Plaintiffs’ next contention is that West Dundee could not legally annex the subject property, even under the preamended version of section 7 — 1—1, because the Schweitzer property was not a “forest preserve district.” Plaintiffs assert that the district did not follow the procedures required to accept conveyance of the Schweitzer property. West Dundee asserts that plaintiffs may not challenge the district’s actions at this point, some 10 years after the conveyance, because plaintiffs did not bring a quo warranto action against the district and the statute of limitations for such an action has expired.

We agree that plaintiffs’ attempt to use their quo warranto action against West Dundee to collaterally attack the actions of the district is improper. While plaintiffs maintain that they do not intend to divest the district of ownership of the property, they argue that the district’s acquisition of the Schweitzer property was invalid due to procedural defects. This is a collateral attack on the district’s acquisition. See Flynn v. Stevenson, 4 Ill. App. 3d 458, 460 (1972). The remedy for such a claim would lie in a quo warranto action against the district. See Flynn, 4 Ill. App. 3d at 461-62. As West Dundee points out, the three-year statute of limitations for bringing a quo warranto action (735 ILCS 5/18 — 105 (West 1998)) against the district has expired.

Plaintiffs assert that, as taxpayers, they may contest the district’s acquisition of the Schweitzer property under Egidi v. Town of Libertyville, 218 Ill. App. 3d 596 (1991). We disagree. In Egidi, the issue was whether a taxpayer had standing to challenge Libertyville’s purchase of land with public funds. We noted that a taxpayer has the right to bring suit based on the misappropriation of public funds. Egidi, 218 Ill. App. 3d at 601. In the case before us, the district *475acquired the Schweitzer property by gift, not with public funds. We fail to see how plaintiffs could file a taxpayer’s suit against the district under these circumstances. Further, in Egidi defendant Libertyville was the entity that acquired the property in dispute. Here, plaintiffs are seeking to challenge the acquisition of property by an entity that is not a party to the litigation. Egidi in no way authorizes such an approach.
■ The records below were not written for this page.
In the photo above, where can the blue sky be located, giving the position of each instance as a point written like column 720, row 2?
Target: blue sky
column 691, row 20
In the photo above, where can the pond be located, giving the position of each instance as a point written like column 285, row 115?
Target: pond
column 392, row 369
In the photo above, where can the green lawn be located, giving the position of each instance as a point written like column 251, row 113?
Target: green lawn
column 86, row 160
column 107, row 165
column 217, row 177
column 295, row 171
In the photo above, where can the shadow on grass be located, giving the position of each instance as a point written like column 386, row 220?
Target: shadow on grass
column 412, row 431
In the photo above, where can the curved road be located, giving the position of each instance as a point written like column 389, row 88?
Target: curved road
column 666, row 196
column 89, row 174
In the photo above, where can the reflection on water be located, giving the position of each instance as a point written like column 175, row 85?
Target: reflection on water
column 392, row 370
Accordingly, plaintiffs’ claims based on purported procedural defects in the district’s acquisition of the Schweitzer property were improper and should not have been considered.

Plaintiffs also contend that the district did not acquire a sufficient interest in the Schweitzer property to convert it to a “forest preserve district.” According to plaintiffs, the district did not own the Schweitzer property for annexation purposes because Emily Schweitzer retained possession and control over the property during her lifetime. Plaintiffs have cited no authority in support of their contention that the reservation of a life estate by a donor negates the donee’s ownership interest in the property. Accordingly, we will not consider this argument. See Eckiss v. McVaigh, 261 Ill. App. 3d 778, 786 (1994) (“Contentions supported by some argument but absolutely no authority do not meet the requirements of Supreme Court Rule 341(e)(7) [(134 Ill. 2d R. 341(e)(7))]”).
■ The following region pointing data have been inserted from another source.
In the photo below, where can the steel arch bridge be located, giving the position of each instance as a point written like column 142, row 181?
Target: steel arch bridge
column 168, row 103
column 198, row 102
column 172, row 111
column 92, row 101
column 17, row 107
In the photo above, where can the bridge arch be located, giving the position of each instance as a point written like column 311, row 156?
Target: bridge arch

Last, plaintiffs challenge the validity of West Dundee’s rezoning of the subject property. They contend that West Dundee did not publish proper notice of the public hearing and did not mail notice of the public hearing to all persons residing within 250 feet of the subject property as required by ordinance. West Dundee responds that, under Kleidon v. City of Hickory Hills, 120 Ill. App. 3d 1043, 1048-49 (1983), plaintiffs cannot raisé any defects in the notice of public hearing because they had actual notice of the hearing, did not object to the notice at the hearing, and did not suffer any prejudice from the allegedly defective notice. The record reveals that both plaintiffs attended and participated in the public hearing. Plaintiffs have not demonstrated that they were prejudiced by the errors in publishing the notice in the newspaper or mailing notices to individual residents, nor have they addressed Kleidon. Therefore, we conclude that they cannot raise allegedly defective notice as a ground for invalidating the rezoning.

For the reasons stated, the judgment of the circuit court of Kane County is affirmed.

Affirmed.

HUTCHINSON, PJ., and GEIGER, J., concur.